Iran is only a matter of months from being able to create a nuclear weapon, according to experts.
President Mahmoud Ahmadinejad, 54, has long been pushing his country’s nuclear capabilities, and at the current rate of uranium enrichment the first bomb could be eight weeks away.
Gregory S. Jones, from RAND, published a report this week explaining the severity of the situation and to confirm the fears expressed by a United Nations watchdog.
In spite of a number of set backs, says the researcher, the Iranian regime is back on track with their nuclear programme – and there is very little American, or the U.N. can do about it.
Jones based his report on recent findings by the International Atomic Energy Agency (IAEA) – their report was published two weeks ago.
Manufacturing the bomb will take about two months, Jones believes – as constructing a nuclear warhead is a complicated process.
In order to halt the process, Jones comments, forces will have to deploy ground forces – airstrikes will no longer be sufficient.
He believes that Tehran, the Iranian capital, has produced 38.3kg of uranium enriched at 19.7 per cent.
If its centrifuges continue to work at the current capacity, it will take around two months for the Iranian regime to produce the 20 kg of uranium enriched to 90 per cent required for the production of a nuclear warhead.
Meanwhile Yukiya Amano, director general of the 35-nation IAEA, made clear in a speech his growing frustration at the Islamic state’s failure to answer agency queries about its nuclear programme.

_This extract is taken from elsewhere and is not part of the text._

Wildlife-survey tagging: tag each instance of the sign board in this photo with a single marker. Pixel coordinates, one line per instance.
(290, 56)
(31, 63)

His remarks are likely to be welcomed by Western powers as a sign that he is gradually ratcheting up the pressure on Iran – but the hope is that he is not too late.
The U.S. and its allies accuse Iran of seeking to develop an atomic weapons capability.
Iran rejects the accusation, saying its nuclear programme is aimed at generating electricity so that it can export more of its oil and gas.
For several years, the IAEA has been investigating Western intelligence reports indicating Iran has coordinated efforts to process uranium, test explosives at high altitude and revamp a ballistic missile cone so it can take a nuclear warhead.
Western diplomats believe Amano is in effect warning Tehran to co-operate or face a possible assessment by the IAEA on the likelihood it has conducted nuclear activity with possible military aspects.
Such an assessment could lend weight to any renewed Western push to tighten sanctions on the major oil producer.
Amano said the U.N. agency had received ‘further information related to possible past or current undisclosed nuclear-related activities that seem to point to the existence of possible military dimensions to Iran’s nuclear programme’.
The Japanese later told a news conference, without disclosing the source of the information: ‘The activities in Iran related to the possible military dimension seem to have been continued until quite recently.’
Iran’s refusal to halt uranium enrichment, activity which can have both civilian and military uses, has drawn four rounds of U.N. sanctions since 2006.
Amano said he had written last month to the head of Iran’s Atomic Energy Organisation, Fereydoun Abbasi-Davani, to reiterate ‘the agency’s concerns about the existence of possible military dimensions’.
He had also asked for Iran to ‘provide prompt access’ to locations, equipment, documentation and officials to help resolve the agency’s queries.
Abbasi-Davani replied and said U.N. sanctions resolutions against his country were ‘illegal and unacceptable’.
Iran was ‘not providing the necessary cooperation to enable the agency to provide credible assurance about the absence of undeclared nuclear material and activities in Iran’, Amano said.
‘I urge Iran to take steps towards the full implementation of all relevant obligations in order to establish international confidence in the exclusively peaceful nature of its nuclear programme,’ he added.